There are two exceptions to that general rule: (1) the “state-created danger doctrine,” and (2) the “special relationship exception.” Callahan v. N.C. Dep't of Public Safety, 18 F.4th 142, 146, 146 n.4 (4th Cir. 2021). McKiver's complaint is devoid of facts that would trigger either exception and, in so doing, supplant this general rule. As to Officer Jane Doe, her lone alleged transgression was inaction; McKiver only accuses her of refusing to help him during an alleged mental health episode. Even if true, such inaction does not state a claim for a constitutional violation. See Doe v. Rosa, 795 F.3d 429, 440-41 (4th Cir. 2015) (“No constitutional liability exists where the State actors had no hand in creating the danger but simply stood by and did nothing when suspicious circumstances dictated a more active role for them.”) (cleaned up).

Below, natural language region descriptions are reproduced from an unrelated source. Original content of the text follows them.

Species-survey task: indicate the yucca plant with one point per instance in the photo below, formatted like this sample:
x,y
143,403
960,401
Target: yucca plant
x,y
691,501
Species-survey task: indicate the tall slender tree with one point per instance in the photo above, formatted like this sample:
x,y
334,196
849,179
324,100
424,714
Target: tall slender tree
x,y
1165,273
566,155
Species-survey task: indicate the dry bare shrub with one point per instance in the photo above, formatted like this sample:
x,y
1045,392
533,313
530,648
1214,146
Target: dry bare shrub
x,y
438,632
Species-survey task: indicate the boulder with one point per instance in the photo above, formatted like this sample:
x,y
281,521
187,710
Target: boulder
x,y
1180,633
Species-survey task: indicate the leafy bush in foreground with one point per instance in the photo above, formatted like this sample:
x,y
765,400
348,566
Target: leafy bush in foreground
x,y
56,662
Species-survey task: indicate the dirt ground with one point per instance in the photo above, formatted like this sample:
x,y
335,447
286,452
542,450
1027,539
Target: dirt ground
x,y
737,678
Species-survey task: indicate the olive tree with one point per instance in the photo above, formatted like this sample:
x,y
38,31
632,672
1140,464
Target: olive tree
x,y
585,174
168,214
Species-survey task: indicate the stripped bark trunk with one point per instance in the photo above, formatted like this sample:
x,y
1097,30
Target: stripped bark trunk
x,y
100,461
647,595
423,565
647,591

Though Officer Ireland's alleged role is more involved, the complaint similarly lacks allegations that would establish a constitutional violation. McKiver alleges that Ireland agreed to help him and drove “around for 30 minutes” while McKiver was “pleading to be taken to a [h]ospital,” apparently “cutting the computer off” several times on the drive. (Compl. At 17.) While someone in custody experiencing a mental health crisis may trigger an obligation to assist, a police officer driving an individual in need to the hospital for medical care “is not the sort of custody necessary to trigger the special relationship exception.” Sanders v. City of Phila., 513 F.Supp.2d 439, 446 (E.D. Pa. 2007). That conclusion is bolstered by the fact that McKiver was at the hospital voluntarily, as well as his lamentation that Officer Ireland “left the plaintiff in a state of terror . . . without explaining to the [h]ospital staff [McKiver's] extreme state.” (Compl. at 18.) If nothing else, McKiver's complaint makes clear that he wanted to be at a hospital. Cf. Monahan v. Dorchester Counseling Ctr., 961 F.2d 987, 991 (1st Cir. 1992) (noting voluntary committal at a hospital does not create a special relationship). And though McKiver implies he perhaps wanted Ireland to take on a more custodial role, his allegations are insufficient to suggest, let alone establish, that he was in custody.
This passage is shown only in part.